Trump still ahead of Cruz and Rubio
So far Trump leads with 316 delegates, Ted Cruz has 226 and Rubio has 106. John Kasich has 25 and Ben Carson eight, according to the running tally by the Associated Press. But Super Tuesday marked the start of a more frenetic primary period where more states vote and more delegates are awarded . Starting March 15, states can award their delegates winner-take-all, which means that day someone will win all of Florida's 99 delegates and all of Ohio's 66.
Certain delegates can switch vote
One avenue of attack to derail Trump, Yob argued, is in the selection of delegates to the national convention in Cleveland.
Delegates from various states might be obligated to vote for the winner of that state's primary on the first ballot, for instance, but then would be free to vote for whoever they want on the second and third. Anti-Trump forces may try to stack state delegation with Trump "SINO's" — supporters in name only — who would end up rejecting Trump, Yob said.
Florida's delegates mostly will be picked by local and state Republican Party leaders in April, and under state party rules those delegates are bound to support the Florida primary winner for at least three rounds of balloting.
'A high bar' to change the rules
How much leeway there might be for altering those rules is a matter of debate.
"Depending on how many delegates end up there and how they're aligned it's going to be tough to come up with a consensus to alter those rules. That's a high bar," said Josh Putnam, political science lecturer at the University of Georgia, who closely monitors the primary nomination process on his Frontloading HQ blog.
He sees Trump as likely to lock up the nomination by the end of April anyway.
"If things continue on the course they are, it's hard to see how he doesn't," said Putnam.
Even if it means tearing party apart
But many Republicans argue that stopping Trump has to be the No. 1 priority, even if it means tearing the GOP asunder.
"I will fight Donald Trump and what he stands for to the convention, beyond the convention to November and beyond that, should he be elected until he and his so-called movement — which is based on anger, envy and ignorance — is cast into outer darkness," said veteran Republican strategist J.M. "Mac" Stipanovich, who said a contested convention would be worth it to stop Trump.
"It may (tear) the party in two, but if that's what's required, so be it. His entire campaign has been one long dog whistle to bigots of various varieties," Stipanovich said.
'They're going to deny him?'
Adam Goodman, a Republican media consultant in Tampa, warns that "the party would never recover from a convention where the front-runner was denied the nomination — especially when the base of that front-runner is so passionate and committed."
"And the question is how close is close enough?" he said. "It takes 1,237 delegates, but what if Trump is at 1,000 — 237 short.
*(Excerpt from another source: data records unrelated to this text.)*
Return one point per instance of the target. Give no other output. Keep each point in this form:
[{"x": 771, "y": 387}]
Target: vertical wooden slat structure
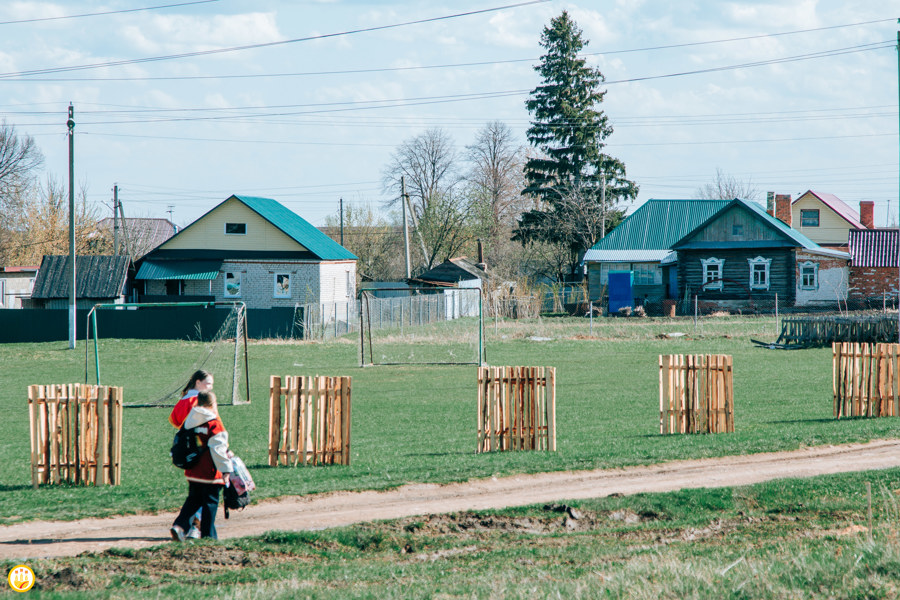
[
  {"x": 309, "y": 420},
  {"x": 864, "y": 380},
  {"x": 76, "y": 434},
  {"x": 696, "y": 394},
  {"x": 516, "y": 408}
]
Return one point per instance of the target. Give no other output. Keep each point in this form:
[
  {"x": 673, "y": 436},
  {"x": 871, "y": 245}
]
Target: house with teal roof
[
  {"x": 742, "y": 258},
  {"x": 253, "y": 250},
  {"x": 642, "y": 244}
]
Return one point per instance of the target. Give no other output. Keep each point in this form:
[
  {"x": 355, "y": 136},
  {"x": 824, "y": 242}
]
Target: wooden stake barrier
[
  {"x": 76, "y": 434},
  {"x": 516, "y": 408},
  {"x": 696, "y": 394},
  {"x": 309, "y": 420},
  {"x": 865, "y": 380}
]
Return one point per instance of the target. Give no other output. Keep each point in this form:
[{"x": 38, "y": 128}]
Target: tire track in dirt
[{"x": 69, "y": 538}]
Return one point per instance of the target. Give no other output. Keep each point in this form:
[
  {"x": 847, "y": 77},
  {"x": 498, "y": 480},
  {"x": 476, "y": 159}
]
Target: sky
[{"x": 182, "y": 103}]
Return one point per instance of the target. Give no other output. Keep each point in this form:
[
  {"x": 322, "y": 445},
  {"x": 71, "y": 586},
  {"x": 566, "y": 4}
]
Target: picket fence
[
  {"x": 696, "y": 394},
  {"x": 516, "y": 408},
  {"x": 309, "y": 420},
  {"x": 76, "y": 434},
  {"x": 865, "y": 380}
]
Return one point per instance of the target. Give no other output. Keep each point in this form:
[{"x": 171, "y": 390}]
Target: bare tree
[
  {"x": 376, "y": 241},
  {"x": 727, "y": 187}
]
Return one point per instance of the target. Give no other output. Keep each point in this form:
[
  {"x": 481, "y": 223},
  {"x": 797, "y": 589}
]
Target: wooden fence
[
  {"x": 309, "y": 420},
  {"x": 516, "y": 408},
  {"x": 76, "y": 434},
  {"x": 865, "y": 380},
  {"x": 696, "y": 394}
]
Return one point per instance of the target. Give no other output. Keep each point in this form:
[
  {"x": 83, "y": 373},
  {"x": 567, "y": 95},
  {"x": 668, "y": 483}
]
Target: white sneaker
[{"x": 177, "y": 533}]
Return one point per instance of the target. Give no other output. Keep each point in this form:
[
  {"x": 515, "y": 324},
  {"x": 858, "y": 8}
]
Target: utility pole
[
  {"x": 70, "y": 123},
  {"x": 403, "y": 201},
  {"x": 116, "y": 219}
]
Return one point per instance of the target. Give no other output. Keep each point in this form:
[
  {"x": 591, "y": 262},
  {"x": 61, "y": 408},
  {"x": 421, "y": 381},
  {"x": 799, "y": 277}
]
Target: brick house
[
  {"x": 873, "y": 264},
  {"x": 253, "y": 250}
]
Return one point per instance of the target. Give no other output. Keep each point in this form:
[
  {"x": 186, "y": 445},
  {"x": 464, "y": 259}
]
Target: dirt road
[{"x": 68, "y": 538}]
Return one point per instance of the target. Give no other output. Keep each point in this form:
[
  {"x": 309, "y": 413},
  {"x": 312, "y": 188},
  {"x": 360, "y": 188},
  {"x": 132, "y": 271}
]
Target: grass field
[{"x": 417, "y": 424}]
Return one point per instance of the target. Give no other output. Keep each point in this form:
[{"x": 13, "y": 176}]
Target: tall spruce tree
[{"x": 568, "y": 130}]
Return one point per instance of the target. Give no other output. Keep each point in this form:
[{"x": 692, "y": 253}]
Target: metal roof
[
  {"x": 658, "y": 224},
  {"x": 792, "y": 235},
  {"x": 96, "y": 277},
  {"x": 295, "y": 226},
  {"x": 873, "y": 247},
  {"x": 593, "y": 255},
  {"x": 179, "y": 269},
  {"x": 838, "y": 206}
]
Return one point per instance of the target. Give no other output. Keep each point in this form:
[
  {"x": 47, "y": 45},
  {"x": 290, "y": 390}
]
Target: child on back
[{"x": 210, "y": 475}]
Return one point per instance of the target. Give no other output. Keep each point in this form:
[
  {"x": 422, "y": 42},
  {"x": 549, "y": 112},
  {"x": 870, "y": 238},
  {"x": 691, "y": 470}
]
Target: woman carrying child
[{"x": 210, "y": 475}]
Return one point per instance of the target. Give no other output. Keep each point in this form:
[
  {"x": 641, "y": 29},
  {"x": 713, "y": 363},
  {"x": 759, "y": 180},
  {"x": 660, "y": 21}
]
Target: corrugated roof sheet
[
  {"x": 593, "y": 255},
  {"x": 838, "y": 206},
  {"x": 295, "y": 226},
  {"x": 658, "y": 224},
  {"x": 179, "y": 269},
  {"x": 874, "y": 247},
  {"x": 96, "y": 277}
]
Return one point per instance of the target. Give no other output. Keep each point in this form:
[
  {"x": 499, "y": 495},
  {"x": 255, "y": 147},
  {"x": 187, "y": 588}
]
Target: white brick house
[{"x": 250, "y": 249}]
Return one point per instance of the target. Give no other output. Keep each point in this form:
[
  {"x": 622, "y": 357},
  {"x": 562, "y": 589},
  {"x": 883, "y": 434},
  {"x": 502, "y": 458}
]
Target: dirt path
[{"x": 68, "y": 538}]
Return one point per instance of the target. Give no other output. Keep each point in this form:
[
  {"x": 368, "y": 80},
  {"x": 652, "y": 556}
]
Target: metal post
[{"x": 70, "y": 123}]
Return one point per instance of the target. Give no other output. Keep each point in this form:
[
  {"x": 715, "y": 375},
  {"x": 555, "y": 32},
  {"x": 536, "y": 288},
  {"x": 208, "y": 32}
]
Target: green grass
[
  {"x": 417, "y": 424},
  {"x": 786, "y": 539}
]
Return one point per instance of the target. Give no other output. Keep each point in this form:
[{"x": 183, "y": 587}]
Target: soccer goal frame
[
  {"x": 366, "y": 298},
  {"x": 234, "y": 349}
]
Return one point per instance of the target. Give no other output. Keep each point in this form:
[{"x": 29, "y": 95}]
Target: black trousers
[{"x": 205, "y": 497}]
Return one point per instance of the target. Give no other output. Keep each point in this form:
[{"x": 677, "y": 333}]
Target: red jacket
[{"x": 210, "y": 433}]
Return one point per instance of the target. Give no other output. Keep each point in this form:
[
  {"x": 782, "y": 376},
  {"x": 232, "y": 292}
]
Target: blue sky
[{"x": 310, "y": 121}]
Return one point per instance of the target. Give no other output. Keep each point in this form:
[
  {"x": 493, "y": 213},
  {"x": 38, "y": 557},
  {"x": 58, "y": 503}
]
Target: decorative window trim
[
  {"x": 815, "y": 268},
  {"x": 279, "y": 289},
  {"x": 708, "y": 264},
  {"x": 806, "y": 220},
  {"x": 234, "y": 289},
  {"x": 759, "y": 261}
]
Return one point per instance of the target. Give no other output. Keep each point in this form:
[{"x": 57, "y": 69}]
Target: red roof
[
  {"x": 838, "y": 206},
  {"x": 873, "y": 247}
]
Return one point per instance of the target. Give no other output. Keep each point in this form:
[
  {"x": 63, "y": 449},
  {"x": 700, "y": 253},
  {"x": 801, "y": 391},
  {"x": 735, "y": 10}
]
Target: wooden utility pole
[
  {"x": 70, "y": 123},
  {"x": 116, "y": 219},
  {"x": 404, "y": 200}
]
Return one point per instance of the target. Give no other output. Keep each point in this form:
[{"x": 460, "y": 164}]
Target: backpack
[
  {"x": 237, "y": 493},
  {"x": 186, "y": 450}
]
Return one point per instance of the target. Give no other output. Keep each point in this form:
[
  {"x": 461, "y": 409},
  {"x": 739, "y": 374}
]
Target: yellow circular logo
[{"x": 21, "y": 578}]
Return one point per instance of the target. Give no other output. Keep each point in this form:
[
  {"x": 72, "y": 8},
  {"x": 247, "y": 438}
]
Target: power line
[
  {"x": 134, "y": 61},
  {"x": 446, "y": 66},
  {"x": 104, "y": 13}
]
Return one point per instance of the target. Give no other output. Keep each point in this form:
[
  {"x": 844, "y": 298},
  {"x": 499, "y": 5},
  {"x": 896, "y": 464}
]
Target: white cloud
[{"x": 173, "y": 34}]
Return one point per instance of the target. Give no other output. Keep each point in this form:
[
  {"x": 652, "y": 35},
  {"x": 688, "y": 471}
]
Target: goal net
[
  {"x": 224, "y": 355},
  {"x": 404, "y": 326}
]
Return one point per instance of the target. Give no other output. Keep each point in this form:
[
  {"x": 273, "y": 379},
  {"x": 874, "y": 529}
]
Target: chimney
[
  {"x": 867, "y": 213},
  {"x": 480, "y": 264},
  {"x": 783, "y": 208}
]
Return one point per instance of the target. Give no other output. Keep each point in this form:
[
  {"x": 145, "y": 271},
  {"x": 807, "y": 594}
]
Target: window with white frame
[
  {"x": 809, "y": 275},
  {"x": 759, "y": 272},
  {"x": 282, "y": 285},
  {"x": 712, "y": 273},
  {"x": 232, "y": 285}
]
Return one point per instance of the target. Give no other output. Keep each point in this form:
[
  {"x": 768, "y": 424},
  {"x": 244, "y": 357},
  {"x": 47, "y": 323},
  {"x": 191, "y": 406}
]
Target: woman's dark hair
[
  {"x": 199, "y": 375},
  {"x": 205, "y": 399}
]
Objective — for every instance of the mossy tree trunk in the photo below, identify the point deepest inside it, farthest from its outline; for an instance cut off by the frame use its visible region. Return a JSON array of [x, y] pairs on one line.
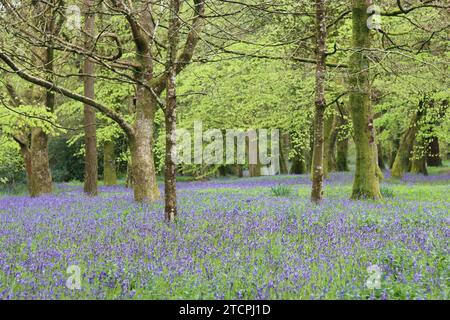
[[145, 186], [419, 165], [330, 138], [320, 104], [402, 159], [342, 141], [90, 128], [366, 182], [41, 179], [298, 164], [109, 164], [284, 153], [434, 156], [170, 114]]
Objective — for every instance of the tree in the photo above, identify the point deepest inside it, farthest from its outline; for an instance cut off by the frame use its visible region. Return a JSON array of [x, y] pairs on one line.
[[320, 103], [366, 183], [148, 86], [91, 165], [170, 112]]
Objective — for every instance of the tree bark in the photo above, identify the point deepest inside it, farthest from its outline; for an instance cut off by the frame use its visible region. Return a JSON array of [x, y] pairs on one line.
[[41, 179], [419, 166], [402, 159], [434, 157], [170, 114], [320, 104], [109, 164], [366, 182], [330, 136], [284, 153], [342, 142], [90, 128], [145, 186]]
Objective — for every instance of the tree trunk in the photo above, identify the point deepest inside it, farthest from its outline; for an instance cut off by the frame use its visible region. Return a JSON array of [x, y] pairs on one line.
[[109, 164], [170, 115], [381, 163], [239, 171], [330, 134], [90, 138], [26, 156], [129, 178], [320, 103], [366, 183], [419, 166], [402, 159], [298, 165], [284, 153], [434, 155], [145, 186], [41, 179], [342, 143]]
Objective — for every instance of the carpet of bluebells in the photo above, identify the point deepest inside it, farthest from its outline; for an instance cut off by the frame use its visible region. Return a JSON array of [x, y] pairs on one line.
[[234, 239]]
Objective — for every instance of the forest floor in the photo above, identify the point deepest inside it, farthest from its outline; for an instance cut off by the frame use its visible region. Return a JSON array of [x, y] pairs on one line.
[[250, 238]]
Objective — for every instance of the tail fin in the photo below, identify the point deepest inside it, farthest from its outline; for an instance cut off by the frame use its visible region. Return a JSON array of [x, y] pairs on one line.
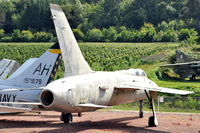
[[7, 67], [74, 61], [36, 72], [181, 57]]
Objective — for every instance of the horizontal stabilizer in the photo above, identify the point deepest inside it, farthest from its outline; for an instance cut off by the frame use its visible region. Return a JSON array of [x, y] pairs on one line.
[[90, 105], [14, 109], [20, 103], [36, 72], [194, 63], [156, 89]]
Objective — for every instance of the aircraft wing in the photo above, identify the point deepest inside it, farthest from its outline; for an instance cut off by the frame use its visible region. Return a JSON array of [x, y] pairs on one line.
[[20, 103], [9, 109], [192, 64], [90, 105], [155, 89]]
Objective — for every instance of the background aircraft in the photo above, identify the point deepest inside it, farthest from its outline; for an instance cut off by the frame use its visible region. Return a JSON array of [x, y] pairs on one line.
[[85, 90], [185, 67], [24, 84]]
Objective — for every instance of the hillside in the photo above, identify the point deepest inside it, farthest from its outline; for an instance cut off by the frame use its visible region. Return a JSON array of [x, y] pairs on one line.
[[113, 56]]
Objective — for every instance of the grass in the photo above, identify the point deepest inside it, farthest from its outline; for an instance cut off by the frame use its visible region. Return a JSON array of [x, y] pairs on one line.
[[107, 58]]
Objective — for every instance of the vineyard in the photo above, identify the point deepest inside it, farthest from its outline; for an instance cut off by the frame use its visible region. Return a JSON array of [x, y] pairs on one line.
[[113, 56]]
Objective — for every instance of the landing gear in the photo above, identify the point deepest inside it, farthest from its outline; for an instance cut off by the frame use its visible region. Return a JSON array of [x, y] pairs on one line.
[[192, 78], [141, 114], [66, 117], [79, 114], [153, 122]]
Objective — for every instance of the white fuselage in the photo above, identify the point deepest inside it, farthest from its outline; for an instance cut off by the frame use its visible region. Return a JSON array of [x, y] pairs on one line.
[[95, 88]]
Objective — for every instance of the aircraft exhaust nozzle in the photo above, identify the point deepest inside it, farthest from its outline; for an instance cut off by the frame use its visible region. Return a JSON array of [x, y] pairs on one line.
[[47, 98]]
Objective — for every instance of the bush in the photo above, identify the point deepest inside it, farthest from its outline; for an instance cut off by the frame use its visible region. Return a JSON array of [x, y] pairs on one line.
[[6, 39], [146, 33], [110, 34], [16, 35], [94, 35], [26, 36], [42, 37], [166, 36], [2, 32], [188, 35], [78, 34]]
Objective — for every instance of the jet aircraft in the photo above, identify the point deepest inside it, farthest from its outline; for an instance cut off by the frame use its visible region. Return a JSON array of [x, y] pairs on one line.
[[23, 85], [185, 67], [83, 89]]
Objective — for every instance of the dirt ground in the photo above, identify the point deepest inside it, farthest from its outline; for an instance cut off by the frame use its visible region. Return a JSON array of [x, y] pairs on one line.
[[100, 122]]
They're going to deny him? When he's clearly the front-runner, they're going to gang up and deny him?"
'A totally new paradigm'
Most years, talk of a contested or brokered convention amounts to little more than far-fetched musing by pundits and political junkies. This year's presidential race, however, has already proved that nothing is too far-fetched.
Former Florida House Majority Leader Adam Hasner of Palm Beach County, a co-chairman of Rubio's Florida campaign, said Rubio will win here. He dismissed talk that Rubio would have to drop out if he lost. He also declined to rule out a contested convention.
"Anybody who says, 'Well this is what happened in the past,' throw all that out because there are no ground rules for this, there is no precedent for this," Hasner said. "We're in a totally new paradigm."